I love assert

Steven D'Aprano steve+comp.lang.python at pearwood.info
Fri Nov 14 06:33:26 EST 2014


Ethan Furman wrote:

> On 11/12/2014 01:41 PM, Marko Rauhamaa wrote:
>>
>> Or I might indicate the exhaustion of possibilities:
>>
>>       if status == OK:
>>           ...
>>       elif status == ERROR:
>>           ...
>>       else:
>>           assert status == WARNING
>>           ...
> 
> And here's a nice example of what one should NOT do.  Imagine that a new
> status, CONFUSED is added, the above code is not modified to handle it,
> and for whatever reason the program is being run optimized -- the assert
> is not there, and CONFUSED is treated the same as WARNING.

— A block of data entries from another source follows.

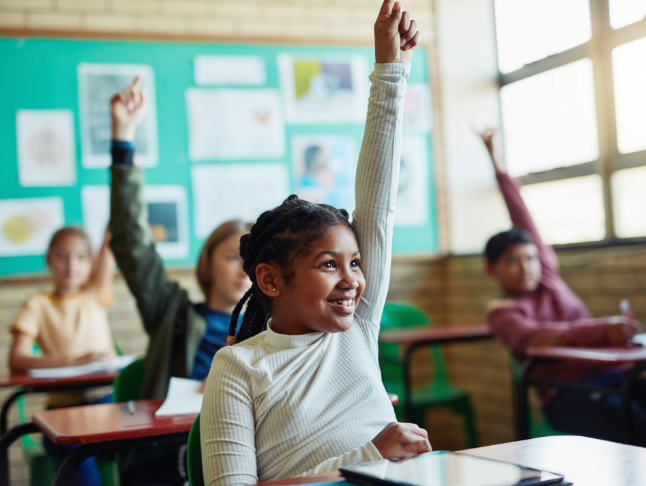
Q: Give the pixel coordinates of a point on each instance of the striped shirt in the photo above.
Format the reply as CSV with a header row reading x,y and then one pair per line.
x,y
66,326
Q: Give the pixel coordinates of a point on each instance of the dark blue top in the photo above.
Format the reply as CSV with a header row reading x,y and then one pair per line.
x,y
215,337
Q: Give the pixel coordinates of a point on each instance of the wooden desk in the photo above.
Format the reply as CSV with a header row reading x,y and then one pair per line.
x,y
418,337
615,355
583,461
28,384
102,428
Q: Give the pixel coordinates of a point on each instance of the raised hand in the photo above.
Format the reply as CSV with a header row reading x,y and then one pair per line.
x,y
128,108
399,439
395,34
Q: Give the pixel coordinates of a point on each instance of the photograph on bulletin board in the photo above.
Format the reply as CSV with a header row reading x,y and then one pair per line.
x,y
98,83
46,148
324,169
324,89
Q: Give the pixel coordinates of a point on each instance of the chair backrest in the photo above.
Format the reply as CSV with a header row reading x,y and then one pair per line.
x,y
128,384
194,455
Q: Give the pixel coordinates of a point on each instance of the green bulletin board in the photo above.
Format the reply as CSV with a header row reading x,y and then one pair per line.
x,y
41,74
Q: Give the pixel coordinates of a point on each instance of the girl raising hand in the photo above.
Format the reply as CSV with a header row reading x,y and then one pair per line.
x,y
299,390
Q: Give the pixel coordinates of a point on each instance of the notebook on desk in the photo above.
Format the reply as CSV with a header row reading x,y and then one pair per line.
x,y
443,468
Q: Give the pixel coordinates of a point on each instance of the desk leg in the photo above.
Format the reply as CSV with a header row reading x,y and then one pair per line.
x,y
408,403
522,400
7,439
6,406
77,456
627,433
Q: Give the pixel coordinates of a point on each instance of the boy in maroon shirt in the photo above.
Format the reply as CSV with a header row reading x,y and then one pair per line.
x,y
537,308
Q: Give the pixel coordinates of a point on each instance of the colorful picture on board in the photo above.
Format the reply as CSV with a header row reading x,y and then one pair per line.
x,y
26,225
323,89
324,169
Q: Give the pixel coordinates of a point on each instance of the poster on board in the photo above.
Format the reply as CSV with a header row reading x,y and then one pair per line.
x,y
46,148
412,191
232,70
324,169
224,192
324,89
234,124
98,83
27,225
167,217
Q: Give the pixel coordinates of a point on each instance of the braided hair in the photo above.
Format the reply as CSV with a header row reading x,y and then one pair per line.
x,y
278,236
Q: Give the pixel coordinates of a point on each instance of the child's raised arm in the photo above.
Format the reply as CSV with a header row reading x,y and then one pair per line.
x,y
378,168
132,242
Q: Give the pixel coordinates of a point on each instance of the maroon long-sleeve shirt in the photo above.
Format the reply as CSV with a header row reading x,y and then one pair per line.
x,y
550,310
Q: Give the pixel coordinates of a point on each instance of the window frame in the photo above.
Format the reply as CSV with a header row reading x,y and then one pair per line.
x,y
599,49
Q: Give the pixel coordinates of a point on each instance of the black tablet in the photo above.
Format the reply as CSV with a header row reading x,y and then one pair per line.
x,y
446,469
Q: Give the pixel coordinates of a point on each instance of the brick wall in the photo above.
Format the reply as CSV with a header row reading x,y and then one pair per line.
x,y
325,20
453,291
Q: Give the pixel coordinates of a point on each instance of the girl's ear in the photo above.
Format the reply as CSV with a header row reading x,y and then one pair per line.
x,y
268,278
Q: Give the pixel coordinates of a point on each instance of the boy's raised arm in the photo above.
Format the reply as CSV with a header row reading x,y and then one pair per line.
x,y
378,168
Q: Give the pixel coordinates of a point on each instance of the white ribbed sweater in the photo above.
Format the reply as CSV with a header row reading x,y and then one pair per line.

I agree with Marko in this case. Marko's example of defensive programming is
very similar to the one I gave in my essay here:

http://import-that.dreamwidth.org/676.html

You're correct of course that under the circumstances you describe the code
will fail. But that is no different from the scenario:

   "a new status is added, the code is not modified to handle it, 
    no tests are written to check the code is correct (or if the 
    tests are written, the test suite is not run), and then the 
    code is released at which point it fails"

We know that even the best programmer writes buggy code, which is why we
invent processes like defensive programming, design by contract, test
driven development, unit testing and so on. Even so, buggy code gets
written and released. When that happens, it is a failure of process. If
your process is so poor that you release code without running it with
asserts enabled, then assert will not save you from bugs. No process is
immune to sufficiently malicious or incompetent use.

Assertions are just a tool, not a panacea.